Queste le sue parole: "Due portieri così forti come Forte e Pane non li avevo mai allenati insieme e gliel'ho detto anche a loro. Possono essere entrambi titolari, apprezzo Pane che ha accettato il ruolo di vice al momento anche perchè Francesco sta facendo bene e dopo l'infortunio è tornato davvero bene. Siamo felici del momento, prendiamo pochi gol, bisogna continuare così. Anche il mister ha provato a ruotarli in autunno e sa che una loro rivalità può giovare sia agli stessi portieri che al gruppo. Così come magari sta facendo con gli attaccanti, ruotandoli permette di tenere sempre tutti sul pezzo durante gli allenamenti". 
Il lavoro di Pagotto: "Il mio lavoro oltre ad essere un lavoro fisico e tecnico è un lavoro molto emotivo. Ho cercato in carriera di avere sempre un rapporto fraterno. Il portiere già è solo, c'è anche il libro "la solitudine dei numeri 1", quindi io cerco di essere quel compagno, almeno in allenamento, per i portieri". 
Il segreto di Braglia è la leggerezza: "Una delle grandi qualità di mister Braglia, di cui non so se da fuori vi rendiate conto, è quella di libertà e divertimento che da ai ragazzi. Fa capire che è certamente un lavoro per tutti noi giocare a calcio, ma è soprattutto un gioco. Quindi questa leggerezza che il mister mette al gruppo è fondamentale. Dal settore giovanile sto notando nomi di portieri interessanti e stiamo lavorando per tirare sù qualche nome e portarlo in prima squadra in pianta stabile". 

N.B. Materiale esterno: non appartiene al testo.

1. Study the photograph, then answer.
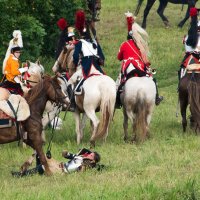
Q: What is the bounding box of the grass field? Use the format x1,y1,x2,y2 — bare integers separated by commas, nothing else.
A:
0,0,200,200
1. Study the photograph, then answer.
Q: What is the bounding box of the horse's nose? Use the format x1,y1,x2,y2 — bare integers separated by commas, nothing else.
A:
63,96,70,108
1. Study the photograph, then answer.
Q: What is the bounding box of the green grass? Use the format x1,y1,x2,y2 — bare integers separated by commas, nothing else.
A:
0,0,200,200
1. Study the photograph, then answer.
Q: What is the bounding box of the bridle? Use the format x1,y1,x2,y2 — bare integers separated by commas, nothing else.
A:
87,0,100,21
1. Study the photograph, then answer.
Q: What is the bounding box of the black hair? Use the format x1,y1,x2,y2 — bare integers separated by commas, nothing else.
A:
127,33,133,40
186,15,198,48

Obiettivi dei lupi: "Viviamo la quotidianità con la voglia di migliorarci, dal ritiro abbiamo iniziato con questo lavoro. Chi ha degli obiettivi, dei sogni, deve pensare sempre in positivo. All'inizio l'obiettivo era raggiungere il Bari, ora il Bari lo abbiamo superato e perchè no, guardiamo alla Ternana, poi se continueranno così loro complimenti a loro". 

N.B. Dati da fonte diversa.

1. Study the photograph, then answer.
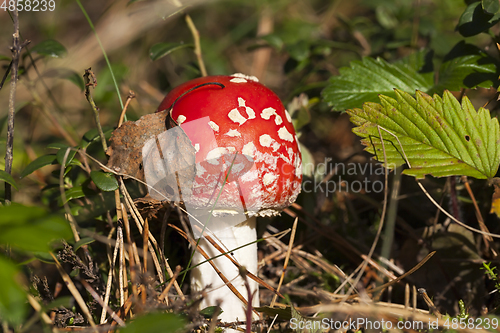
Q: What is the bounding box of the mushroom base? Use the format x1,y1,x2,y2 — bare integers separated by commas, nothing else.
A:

Il Covid non si ferma: "Si purtroppo queste varianti fanno paura, era giusto però avere un pò di pausa, io sono in montagna, i ragazzi con le famiglie e domani torneranno carichi. Sono ragazzi responsabili, non faremo nessun errore e presteremo massima attenzione per evitare altre ondate di Covid. Peccato che all'andata ci ha colpito già così pesantemente il Covid  e che ci ha tolto tanti punti. Chissà oggi dove saremmo".